Table Rase à la Manufacture des Abbesses : un huis clos remarquable et optimiste, un hymne à la vie, une ode à la sororité. Six actrices en une belle meute pour six personnages qui vont, en une soirée, changer leurs vies. Une pièce nécessaire qui mérite de s’installer dans la durée.
Sur la scène, un canapé deux places. Une longue table, deux chaises, une nappe carroyée comme pourrait l’être une chemise de bucheron. On aperçoit une peluche, un ours avec un bonnet de laine bleu. Une autre, un renne peut-être. Un brouhaha à l’entrée de la salle. Y a de la lumière, ici, parce qu’on ne voit rien…
L’action va se dérouler dans cette cabane, au bord d’un lac canadien, de ces cabanes qu’on trouve dans les romans américains, on y passe les vacances, on va s’y cacher.
Elles sont six. Six amies de longue date. Assez excitées. Elles parlent. De tout. De sexe, de cette façon crue dont les filles en parlent entre elles quand les garçons n’écoutent pas. Du programme de la soirée. De leurs vies. De leurs vies passées, et de ce qu’elles viennent d’abandonner. Abandonner ? Oui. Ce soir, elles changent de vie. Demain, elles ne vivront plus leurs vies d’habitudes complaisantes, demain elles vivront. Du moins cinq d’entre elles. C’est pour ça que ce soir, elles sont là, ensemble.

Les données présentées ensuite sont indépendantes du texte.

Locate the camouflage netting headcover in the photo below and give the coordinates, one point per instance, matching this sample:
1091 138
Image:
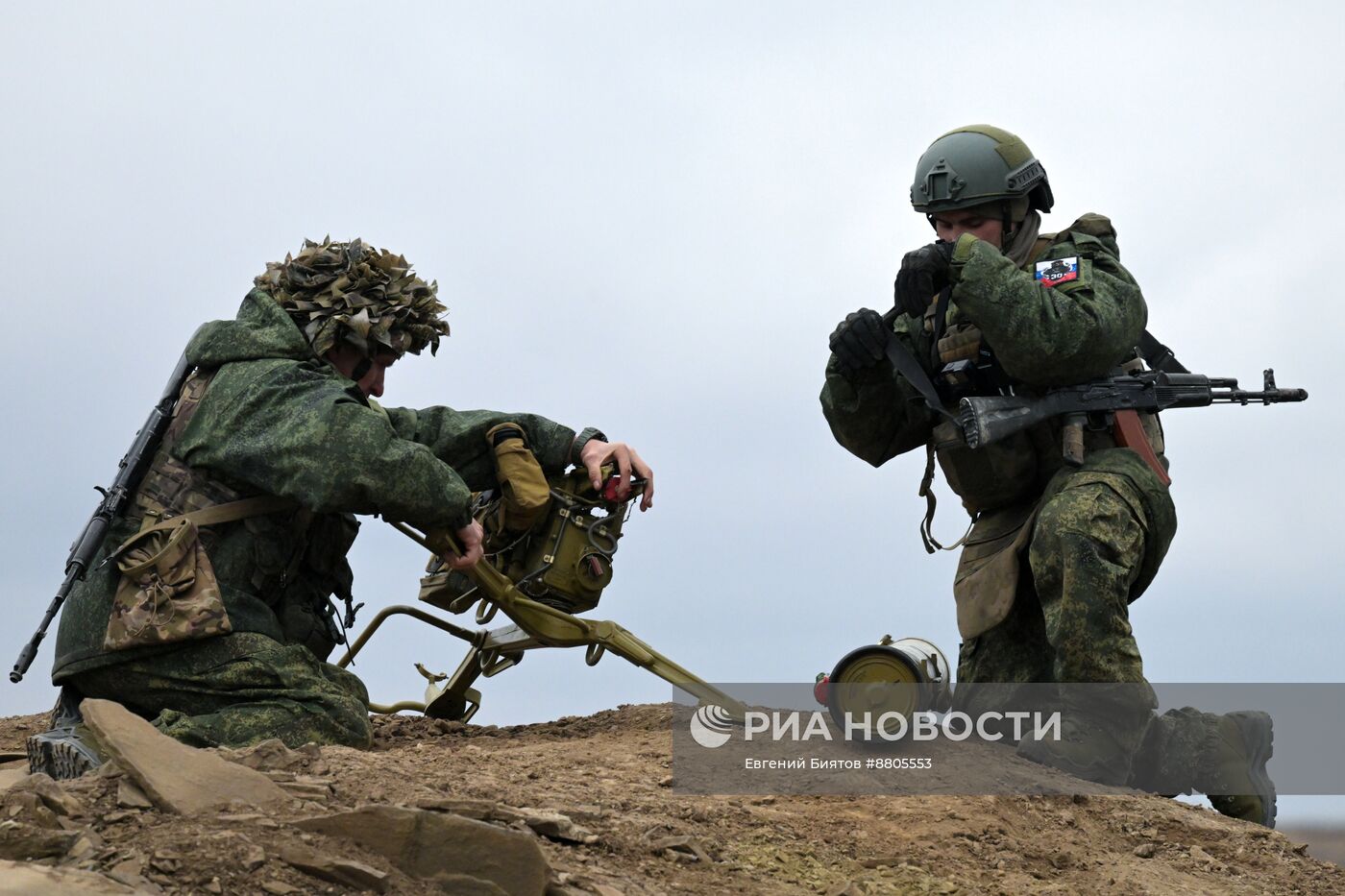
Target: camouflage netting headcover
355 294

Pour faire table rase de leur passé. Pour se trouver, basculer d’une certaine insouciance vers une vie qui a un sens, un sens qui les transcende.
Elles sont six, six archétypes tranchés, on reconnaîtra certaines de ses relations dans chacune d’elles. Ce sont ses copines, dans lesquelles la spectatrice se retrouve, dont le spectateur s’étonne de voir comment elles peuvent être différentes, quand elles sont en groupe et qu’il n’est pas là.

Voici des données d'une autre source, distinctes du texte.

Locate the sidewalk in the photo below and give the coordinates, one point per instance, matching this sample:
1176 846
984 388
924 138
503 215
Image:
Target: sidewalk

Je suis bien sûr rentré dans la pièce par son côté « j’écoute à travers le mur ce qui se dit dans le vestiaire des filles ». Sans voyeurisme, juste en réalisant à nouveau que… ah oui, quand même. Et puis j’ai été saisi par la puissance empathique de l’amitié qui les unit. Une amitié vraie, qui va les emmener très loin, qui va les sauver. Les autres ne sont pas toujours l’enfer, et c’est parfois avec les autres qu’on tient debout.
Six personnages, six actrices qui forment une belle meute. Élisa Benizio, Odile Blanchet, Chloé Boccara, Laura Mello, Charlotte Monnier, Isis Montanier, elles sont toutes formidables sur scène, homogènes, elles jouent bien, juste, subtilement dirigées par Sylvy Ferrus, pour un rendu sans inhibition ni filtre.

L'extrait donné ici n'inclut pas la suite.